Добавить в цитаты Настройки чтения

Страница 29 из 80

Я завопил, как кретин, как пьяный бандюга, которому изменила самая последняя портовая шлюха.

— Кто? Кто виноват? — вопил я. — Маршалы, министры, генералы! Двенадцать тысяч солдат, десять тысяч добровольцев, а сколько винтовок на складах? Шесть! Шесть тысяч, паршивых шесть тысяч на двадцать две тысячи человек, которые хотели защищать свою подожженную лачугу, свою жизнь, своих жен и свой скарб от нашествия страшной, Момыш-улы, страшной силы, самой большой военной силы, какая…

— Не кричи, — сказал бей, ибо мой крик все-таки потревожил кое-кого из казахов, дремавших подле соседних юрт.

Я угомонился. Сел. Свернул цигарку из самосада. Очень он мне нравился, и потому уже спокойнее я начал рассказывать, что так вот орали мы тогда, требуя оружия, винтовок, десять тысяч добровольцев, которым полковник в Оксивье не мог дать ни одной винтовки, ни одной гранаты, ручного пулемета или штыка — ничего, кроме доброго слова. Он не был виноват.
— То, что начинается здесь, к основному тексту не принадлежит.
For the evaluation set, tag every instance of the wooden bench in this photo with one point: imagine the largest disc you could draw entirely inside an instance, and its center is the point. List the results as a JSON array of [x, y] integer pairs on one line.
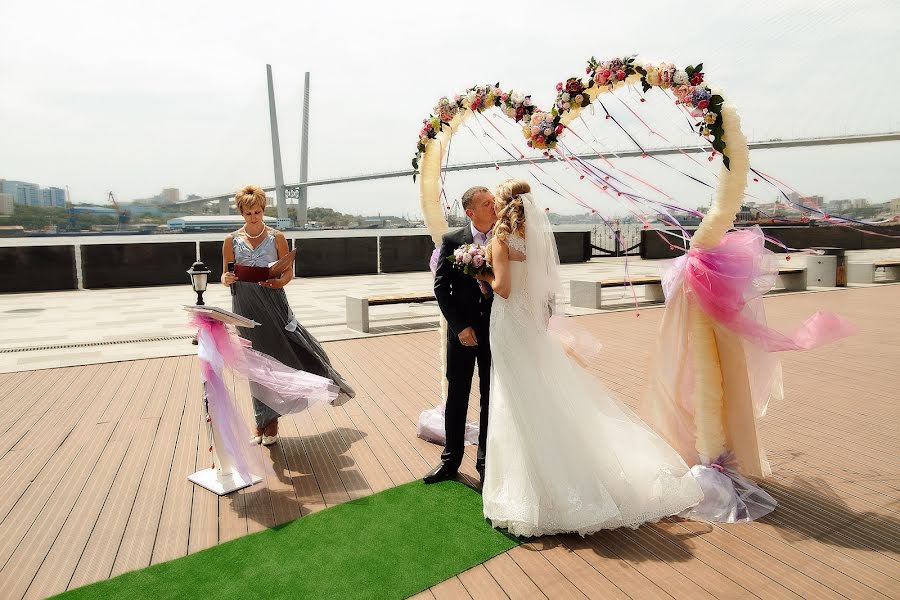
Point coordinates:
[[792, 279], [358, 307], [865, 272], [587, 294]]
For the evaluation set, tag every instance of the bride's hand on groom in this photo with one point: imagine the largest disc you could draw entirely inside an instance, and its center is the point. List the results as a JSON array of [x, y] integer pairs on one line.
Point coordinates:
[[467, 337]]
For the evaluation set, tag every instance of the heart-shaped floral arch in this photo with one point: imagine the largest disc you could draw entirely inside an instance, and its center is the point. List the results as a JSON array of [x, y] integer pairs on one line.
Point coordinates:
[[717, 122]]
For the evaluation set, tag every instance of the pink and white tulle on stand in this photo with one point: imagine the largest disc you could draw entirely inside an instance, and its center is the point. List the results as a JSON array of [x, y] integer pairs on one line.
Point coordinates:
[[284, 389]]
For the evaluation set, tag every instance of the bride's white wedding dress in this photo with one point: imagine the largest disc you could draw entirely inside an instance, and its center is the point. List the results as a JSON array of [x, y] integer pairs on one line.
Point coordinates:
[[562, 454]]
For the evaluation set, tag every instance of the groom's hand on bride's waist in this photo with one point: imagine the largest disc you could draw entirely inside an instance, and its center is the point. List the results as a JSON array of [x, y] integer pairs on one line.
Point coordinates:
[[467, 337]]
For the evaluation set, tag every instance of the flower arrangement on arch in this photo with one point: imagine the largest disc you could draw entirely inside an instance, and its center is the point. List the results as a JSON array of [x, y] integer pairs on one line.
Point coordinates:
[[542, 129]]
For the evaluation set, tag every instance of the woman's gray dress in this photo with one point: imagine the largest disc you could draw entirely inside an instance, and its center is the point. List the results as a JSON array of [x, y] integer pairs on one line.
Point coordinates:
[[279, 334]]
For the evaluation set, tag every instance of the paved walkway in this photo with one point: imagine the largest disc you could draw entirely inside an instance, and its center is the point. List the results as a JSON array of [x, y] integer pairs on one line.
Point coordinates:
[[94, 463]]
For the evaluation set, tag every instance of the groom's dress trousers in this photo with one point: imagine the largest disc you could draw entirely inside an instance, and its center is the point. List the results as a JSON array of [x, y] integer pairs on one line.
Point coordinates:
[[463, 305]]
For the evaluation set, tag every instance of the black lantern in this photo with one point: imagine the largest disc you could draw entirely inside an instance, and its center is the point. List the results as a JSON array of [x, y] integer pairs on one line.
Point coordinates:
[[199, 278]]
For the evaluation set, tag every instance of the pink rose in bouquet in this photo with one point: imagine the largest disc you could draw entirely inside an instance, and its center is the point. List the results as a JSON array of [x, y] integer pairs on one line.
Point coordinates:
[[471, 259]]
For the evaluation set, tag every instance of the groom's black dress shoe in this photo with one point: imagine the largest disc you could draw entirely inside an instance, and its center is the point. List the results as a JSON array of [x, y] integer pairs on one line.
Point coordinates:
[[442, 472]]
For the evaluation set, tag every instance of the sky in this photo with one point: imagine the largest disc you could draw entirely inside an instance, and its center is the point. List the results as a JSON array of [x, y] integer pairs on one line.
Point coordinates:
[[137, 96]]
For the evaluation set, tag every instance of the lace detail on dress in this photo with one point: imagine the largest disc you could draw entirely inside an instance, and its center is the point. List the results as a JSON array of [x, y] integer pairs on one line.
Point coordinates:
[[516, 242]]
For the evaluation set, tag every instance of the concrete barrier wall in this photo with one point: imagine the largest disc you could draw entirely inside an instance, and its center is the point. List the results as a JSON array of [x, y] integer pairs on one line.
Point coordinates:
[[404, 253], [136, 265], [656, 244], [318, 257], [37, 269], [574, 246]]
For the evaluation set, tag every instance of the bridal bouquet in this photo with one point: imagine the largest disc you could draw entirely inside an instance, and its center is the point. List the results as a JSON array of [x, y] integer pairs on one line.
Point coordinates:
[[471, 259]]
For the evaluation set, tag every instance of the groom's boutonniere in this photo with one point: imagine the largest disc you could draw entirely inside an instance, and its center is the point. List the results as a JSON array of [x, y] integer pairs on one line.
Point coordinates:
[[471, 259]]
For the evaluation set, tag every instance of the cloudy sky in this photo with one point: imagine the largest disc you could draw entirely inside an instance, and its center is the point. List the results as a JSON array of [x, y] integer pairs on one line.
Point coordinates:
[[136, 96]]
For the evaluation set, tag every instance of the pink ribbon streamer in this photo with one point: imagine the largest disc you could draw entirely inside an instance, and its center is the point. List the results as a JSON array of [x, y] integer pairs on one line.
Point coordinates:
[[727, 279]]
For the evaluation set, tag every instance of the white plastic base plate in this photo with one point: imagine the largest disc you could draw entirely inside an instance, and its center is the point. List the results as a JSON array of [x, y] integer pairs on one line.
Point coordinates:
[[221, 483]]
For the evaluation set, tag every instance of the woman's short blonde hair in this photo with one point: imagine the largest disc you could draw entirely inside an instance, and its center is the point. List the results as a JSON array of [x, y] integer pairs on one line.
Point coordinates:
[[250, 197]]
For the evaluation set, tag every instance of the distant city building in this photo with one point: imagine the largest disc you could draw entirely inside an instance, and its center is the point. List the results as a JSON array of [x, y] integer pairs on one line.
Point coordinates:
[[31, 194], [95, 210], [53, 197], [7, 203], [27, 194], [816, 202], [839, 206], [170, 195]]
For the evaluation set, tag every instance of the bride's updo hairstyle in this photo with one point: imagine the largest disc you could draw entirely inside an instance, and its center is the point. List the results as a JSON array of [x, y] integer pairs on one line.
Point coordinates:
[[509, 207], [249, 198]]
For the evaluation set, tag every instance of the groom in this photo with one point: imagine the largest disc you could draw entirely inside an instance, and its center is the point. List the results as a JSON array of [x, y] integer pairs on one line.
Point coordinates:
[[468, 315]]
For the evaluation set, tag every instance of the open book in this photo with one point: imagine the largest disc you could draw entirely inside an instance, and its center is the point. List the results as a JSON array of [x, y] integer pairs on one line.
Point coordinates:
[[220, 314]]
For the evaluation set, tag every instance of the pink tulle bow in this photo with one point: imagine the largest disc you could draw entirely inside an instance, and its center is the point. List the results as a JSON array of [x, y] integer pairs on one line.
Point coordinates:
[[728, 279]]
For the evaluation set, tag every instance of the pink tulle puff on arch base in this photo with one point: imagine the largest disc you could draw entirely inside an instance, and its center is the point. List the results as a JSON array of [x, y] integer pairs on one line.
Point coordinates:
[[715, 368]]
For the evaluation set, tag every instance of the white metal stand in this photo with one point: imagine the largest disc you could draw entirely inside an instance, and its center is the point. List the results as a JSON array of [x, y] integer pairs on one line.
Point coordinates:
[[221, 478]]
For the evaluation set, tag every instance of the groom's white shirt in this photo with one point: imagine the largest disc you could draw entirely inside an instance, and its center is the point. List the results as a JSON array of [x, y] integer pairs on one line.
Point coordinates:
[[480, 238]]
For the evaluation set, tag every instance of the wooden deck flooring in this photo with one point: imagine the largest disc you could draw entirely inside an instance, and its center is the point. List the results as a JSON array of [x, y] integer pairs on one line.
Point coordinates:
[[94, 460]]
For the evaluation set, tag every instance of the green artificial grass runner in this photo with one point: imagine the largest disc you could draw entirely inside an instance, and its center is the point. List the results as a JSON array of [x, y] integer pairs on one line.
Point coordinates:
[[389, 545]]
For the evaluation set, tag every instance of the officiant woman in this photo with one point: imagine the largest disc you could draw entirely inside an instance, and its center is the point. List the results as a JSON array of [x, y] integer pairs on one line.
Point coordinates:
[[255, 294]]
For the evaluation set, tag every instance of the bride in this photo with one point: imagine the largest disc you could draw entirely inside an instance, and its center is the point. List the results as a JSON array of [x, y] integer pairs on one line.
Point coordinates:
[[563, 454]]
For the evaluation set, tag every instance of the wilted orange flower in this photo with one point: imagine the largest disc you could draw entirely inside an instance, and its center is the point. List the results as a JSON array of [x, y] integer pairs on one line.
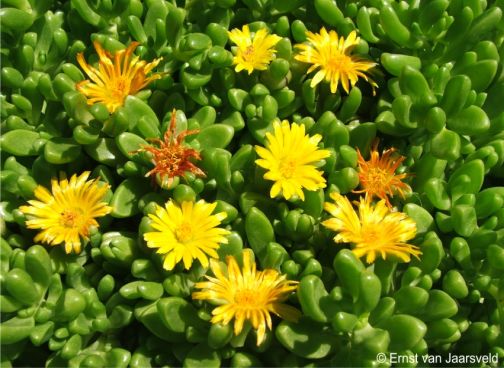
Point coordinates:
[[172, 158], [117, 76], [377, 176]]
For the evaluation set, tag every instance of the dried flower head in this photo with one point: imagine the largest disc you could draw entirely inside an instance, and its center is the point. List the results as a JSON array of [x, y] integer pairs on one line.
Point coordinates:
[[332, 56], [171, 157], [117, 76], [254, 52]]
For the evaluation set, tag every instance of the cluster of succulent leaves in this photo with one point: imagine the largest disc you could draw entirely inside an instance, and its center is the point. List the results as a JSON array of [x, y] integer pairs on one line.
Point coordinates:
[[441, 88]]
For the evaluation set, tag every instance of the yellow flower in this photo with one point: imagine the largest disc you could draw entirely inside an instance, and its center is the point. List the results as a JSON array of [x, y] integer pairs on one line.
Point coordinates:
[[116, 79], [66, 213], [377, 176], [289, 157], [333, 56], [254, 52], [186, 233], [375, 230], [247, 295]]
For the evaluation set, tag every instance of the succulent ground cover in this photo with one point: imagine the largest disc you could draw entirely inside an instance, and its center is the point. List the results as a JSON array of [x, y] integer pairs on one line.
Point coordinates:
[[251, 183]]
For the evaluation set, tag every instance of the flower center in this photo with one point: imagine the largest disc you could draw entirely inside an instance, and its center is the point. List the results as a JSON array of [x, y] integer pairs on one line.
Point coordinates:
[[184, 232], [287, 168], [248, 53], [376, 179], [69, 218], [339, 62], [246, 298]]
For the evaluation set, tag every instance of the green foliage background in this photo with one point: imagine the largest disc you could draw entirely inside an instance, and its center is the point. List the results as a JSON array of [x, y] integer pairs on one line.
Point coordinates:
[[440, 102]]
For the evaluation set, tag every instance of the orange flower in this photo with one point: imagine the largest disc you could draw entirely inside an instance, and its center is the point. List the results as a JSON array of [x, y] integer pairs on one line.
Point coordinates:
[[172, 158], [117, 76], [377, 176]]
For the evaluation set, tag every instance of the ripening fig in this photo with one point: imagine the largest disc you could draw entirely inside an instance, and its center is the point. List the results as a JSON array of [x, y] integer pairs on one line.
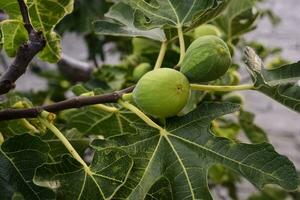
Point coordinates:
[[162, 92], [206, 59], [140, 70], [206, 29]]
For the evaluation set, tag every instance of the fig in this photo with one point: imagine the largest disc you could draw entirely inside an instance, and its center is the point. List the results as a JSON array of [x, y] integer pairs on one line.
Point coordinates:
[[206, 29], [140, 70], [162, 93], [206, 59]]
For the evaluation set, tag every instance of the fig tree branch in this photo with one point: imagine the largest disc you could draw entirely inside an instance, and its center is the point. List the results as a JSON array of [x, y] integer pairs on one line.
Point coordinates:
[[76, 102], [25, 53]]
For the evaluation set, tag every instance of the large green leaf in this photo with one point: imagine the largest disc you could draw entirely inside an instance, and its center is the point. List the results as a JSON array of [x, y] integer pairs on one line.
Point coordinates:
[[152, 18], [281, 84], [174, 163], [172, 13], [110, 169], [121, 23], [94, 121], [19, 157], [254, 133], [44, 16]]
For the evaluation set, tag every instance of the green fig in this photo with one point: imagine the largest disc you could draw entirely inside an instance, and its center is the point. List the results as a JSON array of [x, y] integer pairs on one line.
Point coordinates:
[[162, 93], [206, 59], [140, 70]]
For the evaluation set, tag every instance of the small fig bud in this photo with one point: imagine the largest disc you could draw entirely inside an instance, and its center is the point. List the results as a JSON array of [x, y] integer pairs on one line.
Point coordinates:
[[162, 93]]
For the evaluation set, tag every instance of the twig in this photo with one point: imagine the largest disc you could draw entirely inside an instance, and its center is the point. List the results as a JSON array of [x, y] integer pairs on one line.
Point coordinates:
[[76, 102], [3, 16], [25, 53], [74, 70]]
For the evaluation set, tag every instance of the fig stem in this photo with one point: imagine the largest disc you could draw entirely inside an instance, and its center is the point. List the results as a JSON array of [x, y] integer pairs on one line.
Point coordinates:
[[140, 114], [161, 56], [181, 44], [103, 107], [65, 142], [221, 88], [127, 97]]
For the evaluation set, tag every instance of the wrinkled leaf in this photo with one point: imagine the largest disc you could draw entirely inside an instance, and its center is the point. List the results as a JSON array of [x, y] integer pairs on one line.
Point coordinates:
[[14, 35], [254, 133], [238, 18], [44, 16], [279, 84], [171, 13], [19, 157], [94, 121], [109, 171], [120, 22], [178, 158]]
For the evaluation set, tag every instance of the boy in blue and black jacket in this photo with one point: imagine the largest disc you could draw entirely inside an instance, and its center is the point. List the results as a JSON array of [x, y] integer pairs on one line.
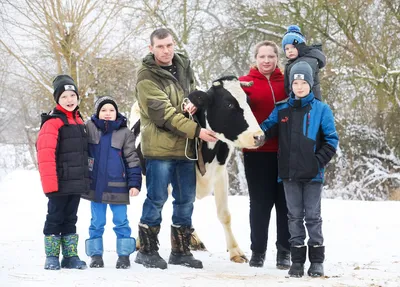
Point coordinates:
[[115, 174], [307, 142]]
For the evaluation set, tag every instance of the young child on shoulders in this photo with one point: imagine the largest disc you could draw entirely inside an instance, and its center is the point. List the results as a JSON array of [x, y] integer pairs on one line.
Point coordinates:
[[62, 154], [115, 174], [295, 48], [307, 141]]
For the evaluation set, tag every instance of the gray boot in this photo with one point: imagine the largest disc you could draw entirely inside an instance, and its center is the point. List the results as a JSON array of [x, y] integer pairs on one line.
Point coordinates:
[[125, 247], [94, 249], [316, 255], [298, 258], [148, 252], [180, 252], [282, 257]]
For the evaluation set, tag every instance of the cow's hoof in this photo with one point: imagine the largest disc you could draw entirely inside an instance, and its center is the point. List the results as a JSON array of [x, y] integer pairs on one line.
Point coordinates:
[[239, 259], [196, 244], [198, 247]]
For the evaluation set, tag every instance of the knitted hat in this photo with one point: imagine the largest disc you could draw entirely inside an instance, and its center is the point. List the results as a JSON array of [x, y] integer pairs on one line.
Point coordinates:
[[293, 36], [61, 84], [102, 101], [301, 71]]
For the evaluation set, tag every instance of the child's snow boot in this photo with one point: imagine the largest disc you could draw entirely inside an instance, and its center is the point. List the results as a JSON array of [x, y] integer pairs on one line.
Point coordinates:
[[282, 257], [125, 247], [316, 255], [52, 245], [69, 244], [298, 258], [94, 249]]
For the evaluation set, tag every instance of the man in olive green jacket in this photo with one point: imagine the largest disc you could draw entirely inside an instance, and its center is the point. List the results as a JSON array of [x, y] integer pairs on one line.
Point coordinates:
[[164, 80]]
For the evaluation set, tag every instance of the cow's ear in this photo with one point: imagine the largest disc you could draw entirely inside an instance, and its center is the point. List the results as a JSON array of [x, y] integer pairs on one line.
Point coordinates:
[[200, 99]]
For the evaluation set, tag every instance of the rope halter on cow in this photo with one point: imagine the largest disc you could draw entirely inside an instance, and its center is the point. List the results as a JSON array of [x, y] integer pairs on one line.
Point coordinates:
[[185, 102]]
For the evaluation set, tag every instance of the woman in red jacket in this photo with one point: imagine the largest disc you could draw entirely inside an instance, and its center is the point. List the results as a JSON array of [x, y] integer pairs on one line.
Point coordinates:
[[261, 165]]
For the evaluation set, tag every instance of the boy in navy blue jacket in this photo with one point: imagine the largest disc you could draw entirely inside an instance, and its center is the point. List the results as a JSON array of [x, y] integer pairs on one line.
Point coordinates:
[[307, 142], [115, 174]]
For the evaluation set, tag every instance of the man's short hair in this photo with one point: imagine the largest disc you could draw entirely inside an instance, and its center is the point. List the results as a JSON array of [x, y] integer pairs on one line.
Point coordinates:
[[160, 33]]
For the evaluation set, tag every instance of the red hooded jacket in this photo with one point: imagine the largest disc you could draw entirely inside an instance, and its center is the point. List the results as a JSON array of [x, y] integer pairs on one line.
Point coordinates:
[[263, 95], [62, 153]]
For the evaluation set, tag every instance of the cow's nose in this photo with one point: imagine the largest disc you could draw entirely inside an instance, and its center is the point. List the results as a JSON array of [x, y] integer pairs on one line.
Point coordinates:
[[259, 140]]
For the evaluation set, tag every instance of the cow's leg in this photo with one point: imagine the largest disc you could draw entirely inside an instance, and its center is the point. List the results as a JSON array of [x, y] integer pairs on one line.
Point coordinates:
[[196, 243], [224, 216]]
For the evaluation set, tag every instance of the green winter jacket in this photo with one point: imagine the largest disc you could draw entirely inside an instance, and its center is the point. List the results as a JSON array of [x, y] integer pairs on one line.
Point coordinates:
[[163, 126]]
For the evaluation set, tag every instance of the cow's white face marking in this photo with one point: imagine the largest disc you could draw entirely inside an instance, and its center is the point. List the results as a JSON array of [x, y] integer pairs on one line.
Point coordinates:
[[246, 138]]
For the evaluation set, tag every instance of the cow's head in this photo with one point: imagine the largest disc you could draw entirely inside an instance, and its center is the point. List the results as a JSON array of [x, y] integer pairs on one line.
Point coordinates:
[[228, 114]]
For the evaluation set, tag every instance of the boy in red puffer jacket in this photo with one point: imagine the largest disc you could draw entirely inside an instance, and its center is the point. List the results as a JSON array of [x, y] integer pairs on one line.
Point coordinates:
[[62, 151]]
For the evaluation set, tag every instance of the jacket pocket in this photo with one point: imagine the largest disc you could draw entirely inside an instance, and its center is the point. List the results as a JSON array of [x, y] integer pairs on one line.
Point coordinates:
[[64, 171], [307, 163]]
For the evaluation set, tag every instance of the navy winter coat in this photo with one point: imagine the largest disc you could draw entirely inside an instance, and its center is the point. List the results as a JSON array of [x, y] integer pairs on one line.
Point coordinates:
[[114, 165], [307, 137]]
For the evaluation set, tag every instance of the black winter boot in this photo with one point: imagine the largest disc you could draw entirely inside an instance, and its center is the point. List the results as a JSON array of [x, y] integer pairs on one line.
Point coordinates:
[[69, 246], [283, 259], [298, 259], [96, 262], [257, 259], [148, 252], [180, 252], [316, 255], [123, 262]]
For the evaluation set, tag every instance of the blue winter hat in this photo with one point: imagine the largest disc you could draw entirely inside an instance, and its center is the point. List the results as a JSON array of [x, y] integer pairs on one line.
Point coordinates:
[[301, 71], [293, 36]]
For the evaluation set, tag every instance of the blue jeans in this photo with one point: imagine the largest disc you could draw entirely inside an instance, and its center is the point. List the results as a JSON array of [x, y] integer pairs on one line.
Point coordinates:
[[98, 221], [303, 200], [182, 176]]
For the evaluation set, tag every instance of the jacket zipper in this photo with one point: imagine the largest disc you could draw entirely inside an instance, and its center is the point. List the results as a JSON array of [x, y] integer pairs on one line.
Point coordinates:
[[272, 91]]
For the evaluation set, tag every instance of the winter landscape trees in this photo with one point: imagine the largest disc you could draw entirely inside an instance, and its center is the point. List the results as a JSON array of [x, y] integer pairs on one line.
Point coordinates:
[[100, 43]]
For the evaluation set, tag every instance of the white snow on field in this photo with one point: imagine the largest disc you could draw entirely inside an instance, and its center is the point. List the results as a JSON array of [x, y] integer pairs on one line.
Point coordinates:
[[361, 238]]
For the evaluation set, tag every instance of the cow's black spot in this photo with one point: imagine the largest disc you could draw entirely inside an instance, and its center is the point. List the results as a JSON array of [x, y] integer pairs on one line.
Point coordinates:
[[224, 115]]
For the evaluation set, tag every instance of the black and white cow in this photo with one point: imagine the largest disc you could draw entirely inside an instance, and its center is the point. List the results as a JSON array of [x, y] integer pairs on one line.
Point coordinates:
[[223, 109]]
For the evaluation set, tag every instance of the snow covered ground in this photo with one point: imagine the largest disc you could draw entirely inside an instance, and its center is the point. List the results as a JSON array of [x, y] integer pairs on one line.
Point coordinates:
[[361, 238]]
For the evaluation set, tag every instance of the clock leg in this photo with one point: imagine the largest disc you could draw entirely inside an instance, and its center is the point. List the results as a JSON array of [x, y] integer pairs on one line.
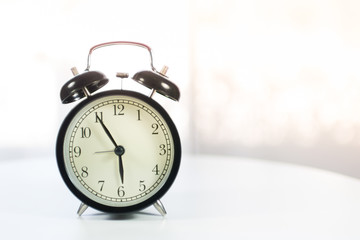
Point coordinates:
[[82, 209], [160, 207]]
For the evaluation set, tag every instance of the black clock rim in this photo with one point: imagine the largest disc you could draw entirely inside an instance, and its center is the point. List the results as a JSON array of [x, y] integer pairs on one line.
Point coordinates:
[[105, 208]]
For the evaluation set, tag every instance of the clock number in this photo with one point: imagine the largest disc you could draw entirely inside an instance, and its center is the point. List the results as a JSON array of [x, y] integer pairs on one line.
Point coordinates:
[[156, 170], [85, 132], [142, 186], [121, 191], [84, 172], [162, 150], [98, 116], [77, 151], [118, 109], [101, 182], [155, 127]]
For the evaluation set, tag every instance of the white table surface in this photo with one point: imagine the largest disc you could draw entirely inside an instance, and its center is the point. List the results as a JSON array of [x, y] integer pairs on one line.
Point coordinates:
[[213, 197]]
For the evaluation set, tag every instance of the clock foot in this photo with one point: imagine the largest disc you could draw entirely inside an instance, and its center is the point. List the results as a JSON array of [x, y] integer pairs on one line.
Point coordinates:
[[82, 209], [160, 207]]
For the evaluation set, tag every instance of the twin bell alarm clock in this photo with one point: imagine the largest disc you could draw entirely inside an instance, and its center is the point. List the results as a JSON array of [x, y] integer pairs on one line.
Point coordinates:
[[118, 151]]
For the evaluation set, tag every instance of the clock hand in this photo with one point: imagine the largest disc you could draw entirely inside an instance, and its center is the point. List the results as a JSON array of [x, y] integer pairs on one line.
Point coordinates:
[[119, 150], [106, 131], [121, 170], [105, 151]]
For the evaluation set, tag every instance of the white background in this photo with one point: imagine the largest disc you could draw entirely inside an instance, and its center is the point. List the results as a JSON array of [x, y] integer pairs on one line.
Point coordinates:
[[275, 79]]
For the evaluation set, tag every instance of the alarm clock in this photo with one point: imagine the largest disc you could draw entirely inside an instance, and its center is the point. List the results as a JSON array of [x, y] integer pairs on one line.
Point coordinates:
[[118, 151]]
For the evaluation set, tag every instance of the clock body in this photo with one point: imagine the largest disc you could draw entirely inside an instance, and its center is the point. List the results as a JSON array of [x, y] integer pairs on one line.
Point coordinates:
[[118, 151]]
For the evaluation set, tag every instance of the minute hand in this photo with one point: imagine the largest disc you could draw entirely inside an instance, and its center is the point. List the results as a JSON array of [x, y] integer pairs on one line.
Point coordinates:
[[106, 131]]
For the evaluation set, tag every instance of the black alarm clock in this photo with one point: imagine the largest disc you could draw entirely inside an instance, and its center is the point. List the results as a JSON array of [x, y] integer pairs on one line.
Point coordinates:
[[118, 151]]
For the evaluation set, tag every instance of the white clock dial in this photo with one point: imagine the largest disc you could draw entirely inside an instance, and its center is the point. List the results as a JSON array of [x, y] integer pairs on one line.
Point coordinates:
[[118, 150]]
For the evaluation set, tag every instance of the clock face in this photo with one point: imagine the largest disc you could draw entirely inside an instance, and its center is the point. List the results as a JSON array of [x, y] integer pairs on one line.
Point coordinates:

Смерть уже смотрела из его глаз, когда ему пришлось выйти к людям и сказать: у меня нет ничего, а с моря, неба и земли несся железный и смертоносный гам всевозможных видов оружия, которого у них было навалом, выше горла и до чертовой матери.

Мы кричали еще воинственно и с надеждой. Совсем напрасно взывали к богу, дьяволу, всем человеческим и нечеловеческим святым, пока не поняли: никого не проси о чуде и милосердии, ты, человече, должен трудиться сам.

Сташек перестал плакать. Он слушал теперь совсем новую, солдатскую притчу о гдыньских косинерах, добровольцах из рабочей милиции, для которых гдыньские кузнецы уже на второй день войны, второго сентября, начали ковать и перековывать на пики косы, собранные по скобяным лавкам и принесенные мужиками. Момыш-улы не менее серьезно, чем парнишка, прислушивался к моим словам, но в глазах его была жалость. Он поверил, вот и жалел!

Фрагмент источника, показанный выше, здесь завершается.